A chamber-music portrait of Hafliði Hallgrímsson, one of the most influential figures in the recent flowering of Icelandic music. Enigmatic yet eloquent, inscrutable and self contained, these exquisitely crafted, jewel-like works reflect the personality of the composer himself as well as his multi-faceted literary and artistic interests and influences.

"... beautifully played"
- The Sunday Times, February 2008

"A real winner here"
- Musical Pointers, February 2008

Passía

"(...) absolutely spine-tingling and sound and graphic stereo separation, it sounds suspiciously like a modern religious masterpiece (...). Enthusiastically recommended."

Calum MacDonald, BBC Music Magazine, May 2004, Performance ★★★★★ , Sound ★★★★★

"Mary Nessinger and Gardar Thór Cortes (...) offer impassioned singing (...). Ondine's recording captures the spacious acoustic in vivid, high-impact sound."
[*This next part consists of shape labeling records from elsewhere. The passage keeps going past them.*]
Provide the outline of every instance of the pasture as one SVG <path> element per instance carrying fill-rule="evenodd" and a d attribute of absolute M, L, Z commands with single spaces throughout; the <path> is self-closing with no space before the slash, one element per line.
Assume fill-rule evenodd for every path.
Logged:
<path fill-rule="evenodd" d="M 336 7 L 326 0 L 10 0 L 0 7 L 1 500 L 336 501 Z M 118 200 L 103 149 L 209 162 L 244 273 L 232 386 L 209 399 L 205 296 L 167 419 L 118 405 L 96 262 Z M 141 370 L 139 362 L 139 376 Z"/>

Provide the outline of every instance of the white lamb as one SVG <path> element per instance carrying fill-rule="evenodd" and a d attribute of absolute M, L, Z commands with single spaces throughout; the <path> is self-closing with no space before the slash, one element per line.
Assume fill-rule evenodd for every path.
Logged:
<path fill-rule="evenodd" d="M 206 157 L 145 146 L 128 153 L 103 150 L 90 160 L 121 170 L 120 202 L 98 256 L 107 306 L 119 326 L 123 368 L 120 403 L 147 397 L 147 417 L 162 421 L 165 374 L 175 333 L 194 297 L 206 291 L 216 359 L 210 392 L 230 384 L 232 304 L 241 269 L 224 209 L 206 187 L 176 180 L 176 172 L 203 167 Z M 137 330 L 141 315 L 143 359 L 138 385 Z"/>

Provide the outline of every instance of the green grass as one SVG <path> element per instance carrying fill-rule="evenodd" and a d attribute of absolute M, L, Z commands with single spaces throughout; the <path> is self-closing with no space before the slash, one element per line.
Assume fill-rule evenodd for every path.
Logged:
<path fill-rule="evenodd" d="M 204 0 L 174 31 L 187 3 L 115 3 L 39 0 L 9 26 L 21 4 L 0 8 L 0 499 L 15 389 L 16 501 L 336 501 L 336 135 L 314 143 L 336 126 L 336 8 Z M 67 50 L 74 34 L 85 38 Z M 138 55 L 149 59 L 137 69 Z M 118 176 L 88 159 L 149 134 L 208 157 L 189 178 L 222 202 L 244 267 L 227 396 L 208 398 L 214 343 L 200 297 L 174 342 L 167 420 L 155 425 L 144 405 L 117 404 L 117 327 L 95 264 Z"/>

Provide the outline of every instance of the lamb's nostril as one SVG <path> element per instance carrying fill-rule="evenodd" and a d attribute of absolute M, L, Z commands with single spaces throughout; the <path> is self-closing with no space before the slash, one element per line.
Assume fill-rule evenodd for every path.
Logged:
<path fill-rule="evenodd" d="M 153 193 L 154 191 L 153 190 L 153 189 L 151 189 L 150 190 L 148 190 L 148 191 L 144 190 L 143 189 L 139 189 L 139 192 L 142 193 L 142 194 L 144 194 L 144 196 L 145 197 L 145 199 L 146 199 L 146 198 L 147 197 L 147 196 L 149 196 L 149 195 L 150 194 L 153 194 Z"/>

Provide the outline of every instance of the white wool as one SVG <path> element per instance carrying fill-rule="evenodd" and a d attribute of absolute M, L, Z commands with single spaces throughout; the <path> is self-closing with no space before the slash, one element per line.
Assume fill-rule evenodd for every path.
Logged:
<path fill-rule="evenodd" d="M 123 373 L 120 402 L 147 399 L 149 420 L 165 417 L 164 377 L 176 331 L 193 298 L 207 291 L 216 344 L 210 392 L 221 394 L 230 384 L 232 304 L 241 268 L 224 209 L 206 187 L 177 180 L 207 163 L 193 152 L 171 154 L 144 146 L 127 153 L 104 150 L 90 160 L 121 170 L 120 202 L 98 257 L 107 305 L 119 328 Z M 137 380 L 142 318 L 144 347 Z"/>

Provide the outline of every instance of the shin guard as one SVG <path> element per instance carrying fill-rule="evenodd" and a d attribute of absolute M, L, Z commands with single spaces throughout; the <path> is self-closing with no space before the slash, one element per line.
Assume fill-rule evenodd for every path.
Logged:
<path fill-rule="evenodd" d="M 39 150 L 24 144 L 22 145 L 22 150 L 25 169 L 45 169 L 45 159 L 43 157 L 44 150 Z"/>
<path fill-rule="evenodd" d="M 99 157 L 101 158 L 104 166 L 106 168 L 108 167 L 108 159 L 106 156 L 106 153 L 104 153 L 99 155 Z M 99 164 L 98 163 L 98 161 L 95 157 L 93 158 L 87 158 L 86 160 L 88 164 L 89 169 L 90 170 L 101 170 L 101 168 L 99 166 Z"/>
Victor Carr Jr., ClassicsToday.com, October 2004, Artistic Quality 10 / Sound Quality 10

Daydreams in Numbers

"At the start of the programme, yet by no means swept aside by what came later, were six out of 18 Icelandic Miniatures by Haflidi Hallgrimsson, charming, sparkly, sometimes moody studies in string tone entitled Daydreams in Numbers. Conducted by the composer, they were treated with all the attention to line and rhythm they deserved." Conrad Wilson, The Herald

Written in Sand

_"(...) forty minutes of music by Iceland's most important composer... Poemi is both a violin concerto and a dramatic representation of Chagall's pictures. This is a powerful, virtuosic work - a modern masterpiece" MusicWeb International

About Hafliði Hallgrímsson

An important figure in the field of Icelandic contemporary music with a growing international reputation, is Hafliði Hallgrimsson. Born in 1941 in the small town of Akureyri on the north coast of Iceland. He began to play the cello at the age of eleven and from 1958-1962 studied the cello at the Music School in Reykjavík. The following year he attended classes given by the legendary cellist Enrico Mainardi in Rome. Having been a member of the Icelandic Symphony Orchestra from 1963-1964, he continued his studies in London at the Royal Academy of Music. He was awarded the coveted Madam Suggia Prize and a Recital Medal when leaving the Academy in 1966. Following his studies at the Academy, he studied composition privately with Elizabeth Luthyens, Dr. Alan Bush and Sir Peter Maxwell Davies.